I’ve been self-employed since 1993 and thoroughly enjoy the freedom of setting my own hours and the rewards of forging my own trail while pursuing the work that I love. It’s truly not an easy path, however, and has taken years of self-growth to feel comfortable in setting an hourly rate for my services that feels good to me and is, what I feel, reflective of the skills, talents, integrity and wisdom that I bring to the table.
Much of my work during the last 19 years has been in the area of helping people empower themselves, particularly women. Over the years, I’ve made an interesting observation around economic empowerment. It is not unusual for women who want to work with me to ask me if I’d be willing to reduce my fees. This is NOT true of the men who want to work with me. The men often indicate that they feel they are getting a bargain.
I’ve come to believe that women in general have been conditioned to think that their work is somehow of less value than men’s work. So when they enter into a business relationship with another woman, they often go to that place of disempowerment and ask the woman if she’s willing to accept less than her asking fee. It is a conditioning that I feel we, as women, need to overcome in order to truly step into our power and to help prepare the way for the birthing of a partnership paradigm.

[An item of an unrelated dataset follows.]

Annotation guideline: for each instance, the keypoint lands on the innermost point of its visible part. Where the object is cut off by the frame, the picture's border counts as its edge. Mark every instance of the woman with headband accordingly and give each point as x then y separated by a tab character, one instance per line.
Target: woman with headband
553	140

There is much work to be done by women to empower themselves in this area. We first need to recognize our own worth and then not be afraid to ask for what we want in the way of compensation for our work. We also need to honor other women’s worth and avoid coming from a place of scarcity by being willing to pay for the services rendered by another woman without expecting a discount. If the service or product is more than we can afford, we need to be upfront about our financial situation and have that conversation. If, on the other hand, it is not a matter of being able to afford the service, but only that we expect a discount because the service is being performed by a woman for a woman — that, in my opinion, simply continues to expand the consciousness of women’s disempowerment and inequality.
This is not an issue women can blame on men. In fact, my experience is that men are actually modeling the way for us. We, as women, need to recognize this disempowering pattern and choose to rise above it.
I’d love to start a discussion on this topic. What are your thoughts on this topic?